There is conflicting information regarding the authorization of these mining activities. Media reports indicated that the Sicilian authority in charge of mining concessions has twice declared to the public that all mining activities on Lipari Island will be stopped, at the latest by 30 June 2005. But following demonstrations in Messina, a further extension was granted to Pumex and Italpomice, the two companies operating on the island, until 31 December 2005. These companies have, backed up by the Mayor and council of the town of Lipari, requested the Sicilian Parliament to also grant an extension for at least another five years. Legambiente Sicilia, an environmental NGO, has in the meantime decided to take the Mayor of the town of Lipari to court for abuse of authority. At present, it is unclear whether or not the mining activities continue and for how long. Based on the available information, IUCN and the Centre are very concerned that the ongoing mining activities continue to have major adverse impacts on the integrity of the World Heritage property. Several studies indicated the possibility of immediate reemployment of all pumice workers, even following a complete stop of all mining activities in the World Heritage property.
IUCN has also received information on a proposal to develop an airport on Lipari Island. But no further information is available at present. There is also no further information available on the implementation of the Landscape Territorial Plan that should help to resolve planning and management issues. Considering the continued reports from concerned NGOs and individuals, and the available photographic and audiovisual material, a joint UNESCO/IUCN mission is required to assess the state of conservation of the property, and in particular progress made in seeking the above mentioned long-term solutions with regard to mining activities in the property. The State Party had previously offered to invite such a mission to the World Heritage property as indicated in its 2004 report.

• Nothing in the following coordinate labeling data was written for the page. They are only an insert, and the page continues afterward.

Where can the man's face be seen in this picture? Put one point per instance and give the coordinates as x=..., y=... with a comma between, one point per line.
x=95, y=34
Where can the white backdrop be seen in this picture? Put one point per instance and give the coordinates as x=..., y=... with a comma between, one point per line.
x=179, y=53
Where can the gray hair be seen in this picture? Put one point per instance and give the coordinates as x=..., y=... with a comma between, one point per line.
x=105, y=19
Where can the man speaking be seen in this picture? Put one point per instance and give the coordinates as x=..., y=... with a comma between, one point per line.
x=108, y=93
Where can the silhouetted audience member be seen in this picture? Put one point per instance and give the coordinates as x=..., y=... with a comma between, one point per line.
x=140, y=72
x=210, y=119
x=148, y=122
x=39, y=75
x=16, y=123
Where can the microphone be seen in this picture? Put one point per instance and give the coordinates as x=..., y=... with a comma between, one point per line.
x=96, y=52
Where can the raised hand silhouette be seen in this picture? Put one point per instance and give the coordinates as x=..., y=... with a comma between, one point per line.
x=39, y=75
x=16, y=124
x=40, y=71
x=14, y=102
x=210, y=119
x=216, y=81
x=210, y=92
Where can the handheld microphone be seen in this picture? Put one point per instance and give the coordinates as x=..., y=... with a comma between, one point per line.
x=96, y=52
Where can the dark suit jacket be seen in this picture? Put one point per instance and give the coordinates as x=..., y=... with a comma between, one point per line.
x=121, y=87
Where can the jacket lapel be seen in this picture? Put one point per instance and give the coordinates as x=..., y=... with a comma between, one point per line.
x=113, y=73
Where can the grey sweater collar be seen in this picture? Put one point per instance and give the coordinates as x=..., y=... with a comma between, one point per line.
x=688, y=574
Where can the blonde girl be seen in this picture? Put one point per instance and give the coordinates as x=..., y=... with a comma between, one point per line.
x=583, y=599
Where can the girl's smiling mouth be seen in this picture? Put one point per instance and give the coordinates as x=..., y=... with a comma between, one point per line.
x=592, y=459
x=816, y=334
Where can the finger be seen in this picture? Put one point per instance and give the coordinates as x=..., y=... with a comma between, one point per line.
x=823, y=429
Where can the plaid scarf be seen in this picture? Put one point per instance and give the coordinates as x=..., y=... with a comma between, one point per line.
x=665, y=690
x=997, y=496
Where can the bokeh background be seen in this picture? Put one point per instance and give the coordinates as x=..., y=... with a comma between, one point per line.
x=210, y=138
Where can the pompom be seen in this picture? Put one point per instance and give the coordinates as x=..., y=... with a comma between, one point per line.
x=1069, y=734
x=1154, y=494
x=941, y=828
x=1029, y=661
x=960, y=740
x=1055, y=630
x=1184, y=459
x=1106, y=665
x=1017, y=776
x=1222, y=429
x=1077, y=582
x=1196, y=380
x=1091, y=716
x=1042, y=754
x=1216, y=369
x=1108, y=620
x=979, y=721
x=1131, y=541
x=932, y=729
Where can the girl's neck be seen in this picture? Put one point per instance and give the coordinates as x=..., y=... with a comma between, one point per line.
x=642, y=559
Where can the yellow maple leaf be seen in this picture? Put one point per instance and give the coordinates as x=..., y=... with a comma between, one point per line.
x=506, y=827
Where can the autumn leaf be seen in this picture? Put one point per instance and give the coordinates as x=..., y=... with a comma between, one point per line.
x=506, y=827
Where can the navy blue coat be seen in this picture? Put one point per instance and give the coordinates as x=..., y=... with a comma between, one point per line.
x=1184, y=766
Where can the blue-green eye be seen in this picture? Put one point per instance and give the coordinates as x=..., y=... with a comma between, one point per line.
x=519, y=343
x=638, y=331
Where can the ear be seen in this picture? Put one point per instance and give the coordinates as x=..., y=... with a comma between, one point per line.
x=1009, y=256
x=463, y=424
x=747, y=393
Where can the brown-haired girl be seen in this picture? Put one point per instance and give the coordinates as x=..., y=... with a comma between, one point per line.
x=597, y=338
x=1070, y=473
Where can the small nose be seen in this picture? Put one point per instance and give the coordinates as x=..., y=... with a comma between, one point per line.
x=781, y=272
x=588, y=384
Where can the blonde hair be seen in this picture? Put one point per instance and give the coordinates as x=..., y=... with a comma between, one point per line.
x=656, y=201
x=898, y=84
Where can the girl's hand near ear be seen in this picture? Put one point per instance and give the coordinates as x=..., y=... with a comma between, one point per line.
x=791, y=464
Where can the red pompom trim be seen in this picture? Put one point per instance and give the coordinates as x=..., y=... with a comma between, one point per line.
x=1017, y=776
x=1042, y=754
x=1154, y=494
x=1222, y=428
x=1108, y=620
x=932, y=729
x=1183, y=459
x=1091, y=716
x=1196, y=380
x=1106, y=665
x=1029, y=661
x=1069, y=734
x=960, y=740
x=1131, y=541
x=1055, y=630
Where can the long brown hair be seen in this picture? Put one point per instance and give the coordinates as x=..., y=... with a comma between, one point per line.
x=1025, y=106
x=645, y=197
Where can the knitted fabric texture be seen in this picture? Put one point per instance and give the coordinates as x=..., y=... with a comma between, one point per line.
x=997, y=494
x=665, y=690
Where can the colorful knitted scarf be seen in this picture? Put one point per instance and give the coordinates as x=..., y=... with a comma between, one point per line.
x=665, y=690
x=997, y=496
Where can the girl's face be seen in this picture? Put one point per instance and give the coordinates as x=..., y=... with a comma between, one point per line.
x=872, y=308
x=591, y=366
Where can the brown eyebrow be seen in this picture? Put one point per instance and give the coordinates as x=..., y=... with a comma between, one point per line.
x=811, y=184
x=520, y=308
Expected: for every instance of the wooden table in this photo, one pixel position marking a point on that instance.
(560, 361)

Analysis and Conclusions of the World Heritage Centre and IUCN
Decision Adopted: 30 COM 7B.23
The World Heritage Committee,
1. Having examined Document WHC-06/30.COM/7B,
2. Recalling Decisions 27 COM 7B.18 and 28 COM 15B.26, adopted at its 27th (Paris, 2003) and 28th (Suzhou, 2004) sessions respectively,
3. Notes with great concern that the mining activities continue to have major adverse impacts on the integrity of the property;
4. Regrets that little progress is made in relation to the requested stop of all mining activities in the World Heritage property;
5. Requests the State Party to invite a joint World Heritage Centre/IUCN mission to assess the state of conservation of the property, in particular the impacts of the mining activities, proposed hotel development and the implementation of the Landscape Territorial Plan;
6. Also requests the State Party to provide the World Heritage Centre with an updated report by 1 February 2007 on the state of conservation of the property for examination by the Committee at its 31st session in 2007.